Trinity Capital in Los Alamos, New Mexico, and its subsidiary Los Alamos National Bank will pay a $1.5 million penalty to the Securities and Exchange Commission following charges of accounting fraud.
The $1.5 billion-asset Trinity was also placed under a cease-and-desist order with the regulator, according to a news release.
The charges stem from an investigation into Trinity's reporting of its quarterly and annual filings with the SEC from 2010 through the first two quarters of 2012.
The SEC investigation alleged that Trinity misreported its provision for loan losses and its allowance for loan and lease losses. In 2011, for instance, the bank reportedly recorded net income of $4.9 million instead of a $25.6 million loss through the manipulation.
Trinity made the changes to have Los Alamos National Bank released from a formal supervisory agreement with the Office of the Comptroller of the Currency, the SEC said.

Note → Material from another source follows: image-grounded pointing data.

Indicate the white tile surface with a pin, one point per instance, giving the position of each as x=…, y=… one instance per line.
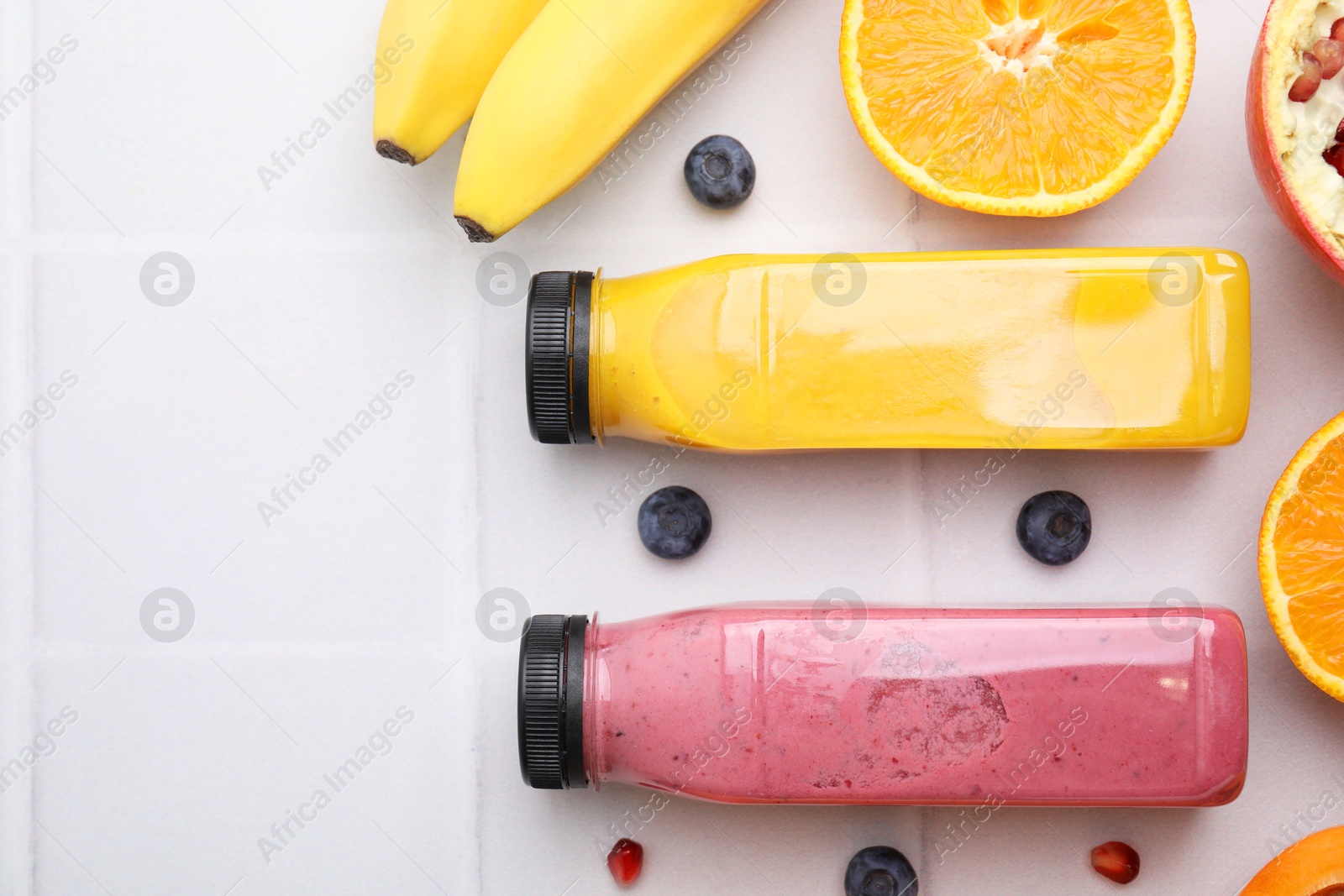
x=360, y=597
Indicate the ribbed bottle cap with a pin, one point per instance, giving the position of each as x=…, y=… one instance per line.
x=559, y=307
x=550, y=701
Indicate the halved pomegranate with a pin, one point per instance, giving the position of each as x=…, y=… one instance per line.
x=1294, y=110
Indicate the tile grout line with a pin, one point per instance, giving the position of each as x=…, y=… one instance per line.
x=18, y=557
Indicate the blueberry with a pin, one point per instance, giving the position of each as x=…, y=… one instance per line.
x=674, y=523
x=719, y=172
x=880, y=871
x=1054, y=527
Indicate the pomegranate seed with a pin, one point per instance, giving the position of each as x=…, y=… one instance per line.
x=1116, y=862
x=1335, y=157
x=625, y=862
x=1331, y=53
x=1308, y=82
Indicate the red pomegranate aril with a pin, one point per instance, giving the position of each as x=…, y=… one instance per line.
x=1116, y=862
x=1331, y=55
x=625, y=862
x=1335, y=157
x=1308, y=82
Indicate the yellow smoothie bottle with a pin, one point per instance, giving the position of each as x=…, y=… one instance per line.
x=1095, y=348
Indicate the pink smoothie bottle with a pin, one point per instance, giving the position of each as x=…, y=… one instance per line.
x=803, y=705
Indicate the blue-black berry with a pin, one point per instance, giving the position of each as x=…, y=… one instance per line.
x=674, y=523
x=719, y=172
x=1054, y=527
x=880, y=871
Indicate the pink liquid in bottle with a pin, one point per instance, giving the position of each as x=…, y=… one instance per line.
x=774, y=703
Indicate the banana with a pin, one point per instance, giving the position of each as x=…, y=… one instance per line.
x=577, y=81
x=438, y=56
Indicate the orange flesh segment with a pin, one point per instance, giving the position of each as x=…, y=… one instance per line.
x=1059, y=127
x=1310, y=557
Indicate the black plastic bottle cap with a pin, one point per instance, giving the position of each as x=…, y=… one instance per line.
x=550, y=701
x=559, y=307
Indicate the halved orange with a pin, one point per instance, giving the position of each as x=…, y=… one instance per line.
x=1310, y=867
x=1301, y=558
x=1016, y=107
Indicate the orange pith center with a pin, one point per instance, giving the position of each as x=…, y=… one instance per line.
x=1016, y=98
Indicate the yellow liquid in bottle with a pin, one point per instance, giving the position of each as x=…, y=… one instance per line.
x=1046, y=349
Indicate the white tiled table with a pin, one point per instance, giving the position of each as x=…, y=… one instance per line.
x=313, y=626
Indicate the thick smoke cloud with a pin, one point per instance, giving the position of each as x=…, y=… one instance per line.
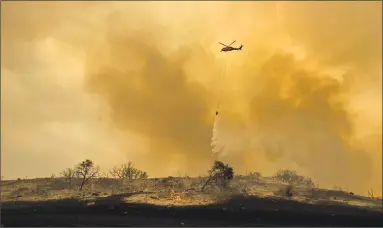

Trinity did not admit or deny the SEC's allegations.
John Gulas, the bank's CEO and president, told American Banker that he feels the matters addressed in the C&D order are largely concluded.
The order "basically tells us not to do this again," Gulas said.
The $1.5 million penalty will not affect future earnings, as the money had already been set aside in an escrow account prior to the charges being announced, Gulas said.
Former executives at the bank holding company, including chief executive William Enloe, chief credit officer Jill Cook and senior lending officer Mark Pierce, directed the fraud, according to the SEC.
All the individuals associated with the alleged misdoings have since left the company, Gulas said.
Enloe, Cook and Pierce were also charged by the SEC, along with former chief financial officer Daniel Bartholomew and the vice president of internal audit Karl Hjelvik. Bartholomew and Hjelvik were cited for not implementing appropriate internal controls and monitoring reporting to prevent such fraud.
"Trinity was facing dire financial straits but rather than accurately report its losses, we allege that the firm's executives grossly misreported its income to shareholders and regulators," Andrew Ceresney, director of the SEC's enforcement division, said in a release.
Enloe, Bartholomew and Hjelvik have agreed to settle with the SEC, while litigation continues against Cook and Pierce. Trinity has agreed to submit to further investigation and assist the SEC in proceedings, the company said in a Sept. 29 news release.
"The SEC's acknowledgement of significant remedial measures and [Los Alamos National Bank's] willingness to cooperate demonstrate its resolve to move forward," Gulas said in a release. "The bank has undertaken significant actions to correct the causes of the SEC restatement and prevent any similar occurrences in the future."
"Most of the charges are specifically directed at individuals and our part in it has concluded as an organization," Gulas said in an interview.
Trinity announced in November that it would restate earnings going back to 2009. The bank agreed to consent orders with the OCC in December 2013 and the Federal Reserve in September 2013. Gulas became CEO last May, succeeding Enloe, who stepped down in May 2013.